From the moment Hillary entered the public arena, she has been harassed, maligned, and smeared in ways that would’ve broken the spirit of any man. She has been accused of being a man-hating feminazi. She has been falsely accused of murdering a good friend of hers. She has been blamed for her husband’s affairs.
She has been blamed for the attack Benghazi – despite numerous Republican-led congressional investigation that concluded she was not to blame. Even the left has accused her of being a “Wall Street whore” – even though her record is one in which she has often sided against the interests of big banks and in favor of working people.
She is a woman who began her career fighting for minority and disabled children at the Children’s Defense Fund. She helped establish a children’s Hospital in Arkansas. As First Lady, she pushed for and ensured the passage of the Children’s Health Insurance Program, which to this day provides healthcare for 8 million underprivileged children who otherwise wouldn’t have any. Despite that, millions of Americans who fail to grasp the complexity of the issue of abortion call her a “baby murderer” and use names like “Killary.”
Recently, through a fake news outlet, she was accused of running a child sex ring out of pizza joint in D.C. Millions of people ignored their good sense and chose to believe the story, simply because they hated her.
Millions of Americans don’t know why they hate her. Their reasons for hating her aren’t based in any objective reality. They just do.
And that’s how it always felt for me as a kid. There was no reason for those kids to be so cruel to me. No reason for them to hate me. They just did.
But for 30 years – through every shout of “Killary!”, “Benghazi!”, “Wall Street Whore!”, and “Emails!” – she has always moved forward, with her belief in herself and her purpose intact. She never lost her capacity for empathy, for compassion, or for doing the hard work of fighting to make life better for other people – even when those same people rejected her and hated her without cause.
Through all of it, she never let go of the creed that she’d held onto ever since she was a child in the Methodist Church: “Do all the good you can, for all the people you can, as long as ever you can.”
“Let us not grow weary…”
I felt like darkness was all around me the day after the election. If such a lazy, ignorant, hateful, boastfully uninformed bully of a man could beat such a long-suffering, hardworking, compassionate, kind, intelligent woman, what was the point of my education? What was the point of all the years I’d spent seeking knowledge and wisdom? What was the point of my political science education? What use was any of it if a man far less informed than me – who bragged that he doesn’t even read books – could rise to become the most powerful man in the world?
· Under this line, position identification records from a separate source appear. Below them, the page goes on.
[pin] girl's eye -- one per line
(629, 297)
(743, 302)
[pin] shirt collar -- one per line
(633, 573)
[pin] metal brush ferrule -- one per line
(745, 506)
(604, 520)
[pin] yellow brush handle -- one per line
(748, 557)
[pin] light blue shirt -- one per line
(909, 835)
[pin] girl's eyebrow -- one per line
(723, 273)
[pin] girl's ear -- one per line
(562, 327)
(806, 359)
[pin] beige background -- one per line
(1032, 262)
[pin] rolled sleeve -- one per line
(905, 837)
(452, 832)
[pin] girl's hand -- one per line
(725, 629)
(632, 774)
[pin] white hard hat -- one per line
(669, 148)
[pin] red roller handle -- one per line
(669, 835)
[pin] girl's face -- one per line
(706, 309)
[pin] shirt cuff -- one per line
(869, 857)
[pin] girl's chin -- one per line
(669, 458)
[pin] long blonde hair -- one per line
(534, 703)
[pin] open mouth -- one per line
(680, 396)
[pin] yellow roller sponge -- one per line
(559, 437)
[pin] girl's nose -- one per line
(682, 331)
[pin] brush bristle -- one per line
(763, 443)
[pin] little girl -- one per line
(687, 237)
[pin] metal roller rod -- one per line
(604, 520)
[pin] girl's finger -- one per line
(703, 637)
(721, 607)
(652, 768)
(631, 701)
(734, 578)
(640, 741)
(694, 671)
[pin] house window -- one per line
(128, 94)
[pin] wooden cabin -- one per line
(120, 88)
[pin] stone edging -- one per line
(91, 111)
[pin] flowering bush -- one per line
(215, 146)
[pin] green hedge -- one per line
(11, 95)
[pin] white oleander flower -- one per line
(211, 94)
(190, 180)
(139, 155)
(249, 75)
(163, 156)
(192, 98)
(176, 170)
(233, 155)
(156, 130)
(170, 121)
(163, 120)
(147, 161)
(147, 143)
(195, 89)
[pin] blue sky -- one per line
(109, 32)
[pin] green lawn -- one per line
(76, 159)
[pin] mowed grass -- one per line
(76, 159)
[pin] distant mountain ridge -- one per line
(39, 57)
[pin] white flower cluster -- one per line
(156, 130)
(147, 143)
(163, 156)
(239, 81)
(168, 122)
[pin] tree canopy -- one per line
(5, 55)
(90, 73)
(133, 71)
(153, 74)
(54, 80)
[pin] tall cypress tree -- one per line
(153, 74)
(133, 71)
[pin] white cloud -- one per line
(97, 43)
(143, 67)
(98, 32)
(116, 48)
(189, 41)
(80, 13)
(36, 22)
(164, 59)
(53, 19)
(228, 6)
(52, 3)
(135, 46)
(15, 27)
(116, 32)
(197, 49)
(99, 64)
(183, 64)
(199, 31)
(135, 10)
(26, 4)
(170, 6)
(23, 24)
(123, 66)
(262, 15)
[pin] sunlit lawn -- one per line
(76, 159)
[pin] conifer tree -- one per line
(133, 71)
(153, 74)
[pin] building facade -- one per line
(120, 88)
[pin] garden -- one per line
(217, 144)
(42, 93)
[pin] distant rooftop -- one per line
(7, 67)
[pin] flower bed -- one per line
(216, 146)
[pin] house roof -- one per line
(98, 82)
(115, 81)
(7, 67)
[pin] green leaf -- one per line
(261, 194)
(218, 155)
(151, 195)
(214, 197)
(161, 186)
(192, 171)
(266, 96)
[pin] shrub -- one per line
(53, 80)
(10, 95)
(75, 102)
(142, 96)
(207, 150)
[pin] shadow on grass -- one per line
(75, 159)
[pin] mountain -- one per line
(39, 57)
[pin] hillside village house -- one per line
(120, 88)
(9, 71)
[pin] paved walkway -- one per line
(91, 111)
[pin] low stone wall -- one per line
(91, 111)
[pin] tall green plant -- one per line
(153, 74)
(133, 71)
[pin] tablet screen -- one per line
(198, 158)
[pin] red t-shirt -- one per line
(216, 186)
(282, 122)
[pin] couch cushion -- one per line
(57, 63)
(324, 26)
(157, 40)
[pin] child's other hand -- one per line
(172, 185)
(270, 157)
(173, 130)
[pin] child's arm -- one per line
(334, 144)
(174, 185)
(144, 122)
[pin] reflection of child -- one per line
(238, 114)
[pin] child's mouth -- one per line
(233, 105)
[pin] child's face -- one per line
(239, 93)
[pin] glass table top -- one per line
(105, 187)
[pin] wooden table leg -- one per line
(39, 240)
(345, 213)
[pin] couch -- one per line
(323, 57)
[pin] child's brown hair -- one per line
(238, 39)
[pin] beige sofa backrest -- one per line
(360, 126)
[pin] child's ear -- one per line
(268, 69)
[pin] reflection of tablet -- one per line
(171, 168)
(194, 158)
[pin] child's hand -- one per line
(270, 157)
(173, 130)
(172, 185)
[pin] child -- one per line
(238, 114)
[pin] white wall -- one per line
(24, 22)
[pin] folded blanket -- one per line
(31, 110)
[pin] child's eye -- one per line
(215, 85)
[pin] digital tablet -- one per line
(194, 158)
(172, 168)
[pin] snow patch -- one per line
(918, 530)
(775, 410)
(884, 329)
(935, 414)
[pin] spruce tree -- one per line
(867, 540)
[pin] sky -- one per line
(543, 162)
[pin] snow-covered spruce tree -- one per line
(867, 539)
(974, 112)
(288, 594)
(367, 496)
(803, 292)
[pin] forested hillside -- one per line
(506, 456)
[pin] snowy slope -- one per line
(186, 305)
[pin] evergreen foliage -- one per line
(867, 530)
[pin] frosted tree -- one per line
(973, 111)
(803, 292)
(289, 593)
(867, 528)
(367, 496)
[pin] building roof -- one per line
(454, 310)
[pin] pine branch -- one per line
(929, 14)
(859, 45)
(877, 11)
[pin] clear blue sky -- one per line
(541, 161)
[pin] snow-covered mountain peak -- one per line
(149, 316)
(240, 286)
What I felt was complete and utter despair. I could only imagine how much it must’ve hurt for her – a woman who spent her whole life dreaming of breaking that glass ceiling.
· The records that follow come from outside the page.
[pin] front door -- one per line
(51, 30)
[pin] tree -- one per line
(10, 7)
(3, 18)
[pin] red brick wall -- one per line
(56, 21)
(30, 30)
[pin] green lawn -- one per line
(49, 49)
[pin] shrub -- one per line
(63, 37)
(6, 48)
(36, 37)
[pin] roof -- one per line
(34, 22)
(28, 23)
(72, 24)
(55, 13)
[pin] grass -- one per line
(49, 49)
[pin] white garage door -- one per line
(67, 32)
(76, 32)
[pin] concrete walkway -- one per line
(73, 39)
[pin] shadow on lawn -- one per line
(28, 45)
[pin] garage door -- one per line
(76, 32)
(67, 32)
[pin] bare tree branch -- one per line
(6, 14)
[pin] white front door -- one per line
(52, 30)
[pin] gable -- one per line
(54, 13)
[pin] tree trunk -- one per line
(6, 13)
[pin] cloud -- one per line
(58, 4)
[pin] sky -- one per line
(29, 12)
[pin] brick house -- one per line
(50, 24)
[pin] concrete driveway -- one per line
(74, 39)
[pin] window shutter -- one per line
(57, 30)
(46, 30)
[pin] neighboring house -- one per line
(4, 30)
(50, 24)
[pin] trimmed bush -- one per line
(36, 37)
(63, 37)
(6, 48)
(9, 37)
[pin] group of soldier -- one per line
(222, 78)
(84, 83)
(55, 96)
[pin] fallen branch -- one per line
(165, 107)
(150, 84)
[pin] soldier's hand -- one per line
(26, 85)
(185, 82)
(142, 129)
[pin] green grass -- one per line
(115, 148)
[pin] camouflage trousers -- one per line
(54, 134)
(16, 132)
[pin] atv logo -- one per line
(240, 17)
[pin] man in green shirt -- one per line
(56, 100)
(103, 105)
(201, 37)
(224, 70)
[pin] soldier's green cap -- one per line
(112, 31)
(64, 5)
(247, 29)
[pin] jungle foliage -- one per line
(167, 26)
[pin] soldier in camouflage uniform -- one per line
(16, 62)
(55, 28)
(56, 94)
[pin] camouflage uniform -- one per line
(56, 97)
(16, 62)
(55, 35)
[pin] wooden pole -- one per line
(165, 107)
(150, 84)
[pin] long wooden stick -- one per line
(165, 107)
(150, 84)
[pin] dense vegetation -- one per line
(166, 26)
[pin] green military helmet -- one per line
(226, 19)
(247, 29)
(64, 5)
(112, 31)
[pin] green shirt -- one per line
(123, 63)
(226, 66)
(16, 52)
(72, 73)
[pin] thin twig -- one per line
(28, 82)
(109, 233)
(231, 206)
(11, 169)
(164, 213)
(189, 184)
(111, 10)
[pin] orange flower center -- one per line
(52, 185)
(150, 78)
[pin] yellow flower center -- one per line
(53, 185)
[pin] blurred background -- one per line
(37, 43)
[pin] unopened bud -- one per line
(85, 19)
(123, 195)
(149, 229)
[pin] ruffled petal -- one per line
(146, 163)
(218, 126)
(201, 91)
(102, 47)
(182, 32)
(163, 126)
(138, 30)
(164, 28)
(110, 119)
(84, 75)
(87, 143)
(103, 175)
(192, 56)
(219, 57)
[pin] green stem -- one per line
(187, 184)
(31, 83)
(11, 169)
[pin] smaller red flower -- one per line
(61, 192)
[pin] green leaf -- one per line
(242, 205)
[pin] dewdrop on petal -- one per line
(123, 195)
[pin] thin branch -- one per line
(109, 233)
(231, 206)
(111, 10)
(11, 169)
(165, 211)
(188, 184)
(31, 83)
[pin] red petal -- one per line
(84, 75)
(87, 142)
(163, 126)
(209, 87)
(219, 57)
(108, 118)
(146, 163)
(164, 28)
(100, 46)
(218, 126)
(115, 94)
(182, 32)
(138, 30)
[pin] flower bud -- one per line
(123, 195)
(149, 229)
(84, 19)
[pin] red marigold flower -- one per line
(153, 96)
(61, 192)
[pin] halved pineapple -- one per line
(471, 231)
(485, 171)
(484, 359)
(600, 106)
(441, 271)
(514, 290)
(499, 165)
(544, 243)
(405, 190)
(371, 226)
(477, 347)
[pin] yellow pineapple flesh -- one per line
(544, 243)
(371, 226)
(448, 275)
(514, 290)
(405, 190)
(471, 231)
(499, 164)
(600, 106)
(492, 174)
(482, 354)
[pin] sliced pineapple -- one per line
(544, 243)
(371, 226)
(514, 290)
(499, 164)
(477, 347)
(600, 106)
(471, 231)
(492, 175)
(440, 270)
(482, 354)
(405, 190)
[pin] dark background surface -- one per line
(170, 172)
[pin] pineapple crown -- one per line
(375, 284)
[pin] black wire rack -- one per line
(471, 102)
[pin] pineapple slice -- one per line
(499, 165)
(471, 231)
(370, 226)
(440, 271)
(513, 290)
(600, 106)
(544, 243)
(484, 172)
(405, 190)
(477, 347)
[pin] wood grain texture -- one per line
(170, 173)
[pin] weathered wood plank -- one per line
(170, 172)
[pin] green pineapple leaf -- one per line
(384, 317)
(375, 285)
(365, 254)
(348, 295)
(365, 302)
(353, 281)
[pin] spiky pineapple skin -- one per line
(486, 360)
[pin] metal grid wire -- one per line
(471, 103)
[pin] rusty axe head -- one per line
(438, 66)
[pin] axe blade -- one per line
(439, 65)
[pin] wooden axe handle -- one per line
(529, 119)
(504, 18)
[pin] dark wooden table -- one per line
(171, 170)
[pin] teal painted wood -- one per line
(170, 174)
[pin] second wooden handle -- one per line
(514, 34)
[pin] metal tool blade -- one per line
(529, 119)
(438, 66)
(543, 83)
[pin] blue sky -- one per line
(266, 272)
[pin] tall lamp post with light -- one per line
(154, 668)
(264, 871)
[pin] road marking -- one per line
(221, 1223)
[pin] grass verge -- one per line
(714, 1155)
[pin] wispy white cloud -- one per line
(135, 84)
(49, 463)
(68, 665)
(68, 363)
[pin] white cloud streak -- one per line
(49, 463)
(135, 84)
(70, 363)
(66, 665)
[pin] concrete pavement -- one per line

And then, around noon on November 9th, she Tweeted out the following message:
Scripture tells us: Let us not grow weary in doing good, for in due season, we shall reap, if we do not lose heart. pic.twitter.com/snXfdLgZq8
— Hillary Clinton (@HillaryClinton) November 9, 2016
Tears welled up in my eyes once again. I’d heard that verse from Galatians thousands of times in my life, but the gravity of it didn’t hit me until that moment.
Hillary was reminding me how I had already overcome my own bullies before.
“Do not lose heart.” That was how I beat them the first time. Now, she was encouraging me to beat them again.
This time, my bullies are America’s bullies. Like all bullies, they target the most vulnerable first. And I know that millions of Americans fear what the next four years will bring. I do, too. Trump is a bully who has the power to sign laws, to appoint judges, and to make war.
But millions of us have overcome bullies before. And together, united, indivisible, we have the power to do it again – if we don’t lose heart. Our bullies haven’t won.